Southwest Airlines resisted operating at DFW Airport a half-century ago. Now it's reconsidering

FORT WORTH, Texas (AP) — Southwest Airlines says it is interested in operating flights at Dallas-Fort Worth International Airport, the massive airfield that it rejected a half-century ago, when it was a tiny carrier with just a few planes.

Southwest officials said Wednesday they have approached DFW representatives about getting gates in a proposed new Terminal F because there's no more room for expansion at Dallas Love Field, the airline's longtime home.

“Dallas Love Field has been very good to us. It's a wonderful facility,” Southwest CEO Robert Jordan. “But it is constrained.”

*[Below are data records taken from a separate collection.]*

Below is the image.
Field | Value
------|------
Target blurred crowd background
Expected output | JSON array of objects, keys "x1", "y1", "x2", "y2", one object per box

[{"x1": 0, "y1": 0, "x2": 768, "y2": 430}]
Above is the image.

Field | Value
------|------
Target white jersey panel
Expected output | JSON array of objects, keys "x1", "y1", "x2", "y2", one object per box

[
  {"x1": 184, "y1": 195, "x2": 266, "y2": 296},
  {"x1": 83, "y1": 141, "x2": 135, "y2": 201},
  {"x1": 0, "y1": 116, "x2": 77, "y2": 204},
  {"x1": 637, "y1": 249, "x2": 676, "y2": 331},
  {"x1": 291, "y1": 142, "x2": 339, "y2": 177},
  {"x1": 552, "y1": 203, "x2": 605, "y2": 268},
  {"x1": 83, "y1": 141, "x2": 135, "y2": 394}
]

Love Field has only 20 gates — Southwest controls 18 of them — and can't expand under a 2006 federal law. That measure, which updated a 1979 law called the Wright Amendment, also bars Southwest from operating at DFW, but only until 2025.

A DFW representative said the airport has had “preliminary discussions” with Southwest about the airline operating a moderate number of flights from DFW. No decisions are expected until 2024 at the earliest, the spokesman said.

American Airlines dominates service at DFW and American also would like more gates, according to the airport. DFW, the third-busiest airport in the world, has 168 gates spread across five terminals.

Southwest resisted moving to DFW when it opened in 1973. The airline went to court to remain at Love Field, where — free of competition from bigger airlines — it prospered.